10 things you never knew about the FBI (10 items)
The Federal Bureau of Investigation turns 106 this July. In honor of the anniversary of this American institution, whose mission statement is to "help protect you, your children, your communities, and your businesses from the most dangerous threats facing our nation," we have compiled a list of ten little-known facts about the FBI.
Unless otherwise specified, all information comes from the FBI website.
1 of 10. Beginnings
As Attorney General, Bonaparte was faced with the frustration of not having any investigators or agents who answered specifically to his position. Instead, he was forced to hire Secret Servicemen, who were expensive and technically worked for the head of Secret Service, not Bonaparte. Bonaparte felt his hands were tied when it came to combatting crime, especially after Congress banned the loan of Secret Service agents.
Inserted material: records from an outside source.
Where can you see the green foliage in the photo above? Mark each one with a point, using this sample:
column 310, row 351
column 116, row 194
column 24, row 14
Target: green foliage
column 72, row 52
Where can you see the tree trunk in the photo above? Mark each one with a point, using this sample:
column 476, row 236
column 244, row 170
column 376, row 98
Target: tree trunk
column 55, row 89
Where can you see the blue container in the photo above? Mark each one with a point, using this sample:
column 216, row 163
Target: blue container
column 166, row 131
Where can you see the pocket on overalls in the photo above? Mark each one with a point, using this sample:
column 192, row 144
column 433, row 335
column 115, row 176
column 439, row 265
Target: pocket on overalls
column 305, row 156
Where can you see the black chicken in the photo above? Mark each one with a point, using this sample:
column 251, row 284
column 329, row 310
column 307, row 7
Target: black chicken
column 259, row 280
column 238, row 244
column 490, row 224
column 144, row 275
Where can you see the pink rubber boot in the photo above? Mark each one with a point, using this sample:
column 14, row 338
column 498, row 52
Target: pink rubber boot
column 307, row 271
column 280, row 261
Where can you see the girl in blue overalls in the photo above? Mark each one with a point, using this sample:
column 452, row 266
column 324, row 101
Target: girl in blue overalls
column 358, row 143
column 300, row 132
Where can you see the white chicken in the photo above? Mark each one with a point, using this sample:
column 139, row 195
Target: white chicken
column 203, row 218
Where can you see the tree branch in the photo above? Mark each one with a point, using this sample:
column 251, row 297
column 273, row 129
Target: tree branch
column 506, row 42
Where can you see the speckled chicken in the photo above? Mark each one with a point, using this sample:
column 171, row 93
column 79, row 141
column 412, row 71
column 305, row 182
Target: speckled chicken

At this point, Bonaparte discreetly hired a handful of the agents he had borrowed previously along with an additional group of his own choosing. This, according to the FBI website, was all done with Roosevelt's blessing, and the FBI was born.
2 of 10. Limited terms
Hoover, one of the FBI's most prominent directors, served for 48 years. While he was considered an American hero for most of that time, according to the post, after his death the extent to which he abused his power was revealed. The Post describes his transgressions as including "covert black-bag jobs, warrantless surveillance of civil rights leaders and Vietnam-era peace activists, use of secret files to bully government officials, snooping on movie stars and senators, and the rest."
Upon his death, president Nixon mandated that FBI directors can serve a maximum of ten years. For many, Hoover's legacy became a cautionary tale about the abuse of power.
3 of 10. Serious Investigations
"Louie Louie" by the Kingsmen was a popular song in the early 1960s, but its difficult to understand lyrics led some listeners to believe the song contained hidden pornographic messages. The FBI was called to investigate, and they took the job seriously.
From February to May of 1964, the FBI searched the song for any sign of lewd material or evidence that the song broke the law against interstate transportation of obscene material. They found no evidence of obscenity.
The Kingsmen weren't the only pop figures who the FBI investigated; the bureau also has files on Steve Jobs, Marilyn Monroe and Ernest Hemingway, among others.
4 of 10. The art of ESP
The bureau has 40 documented pages on this supernatural form of mind reading, apparently put on the topic when a man called Mr. Foos put on an ESP, or extrasensory perception, demonstration for FBI agents sent to investigate its legitimacy.
One of the agents described witnessing a "rather amazing performance of reading while blindfolded," but ultimately the agency concluded that while mind reading would be a useful skill, there was not enough scientific evidence to support it. The investigation into ESP was abandoned.
5 of 10. Hoover's secret files
The Post writes that Hoover had positive relationships with presidents Franklin Roosevelt and Lyndon Johnson. Presidents Truman, Eisenhower, Nixon, and Kennedy all considered firing him but the primary reason that Hoover kept his job was because it was politically beneficial for the presidents, not because of any dirt he had on them, the Post reports.
However, it was Hoover who discovered one of President Kennedy's extramarital affairs through a wiretap, and presidents aside, Hoover did use his power to destroy political opponents and ruin lives. His tactics included spreading "unconfirmed gossip about private sex lives and radical ties" among other things, according to the Post.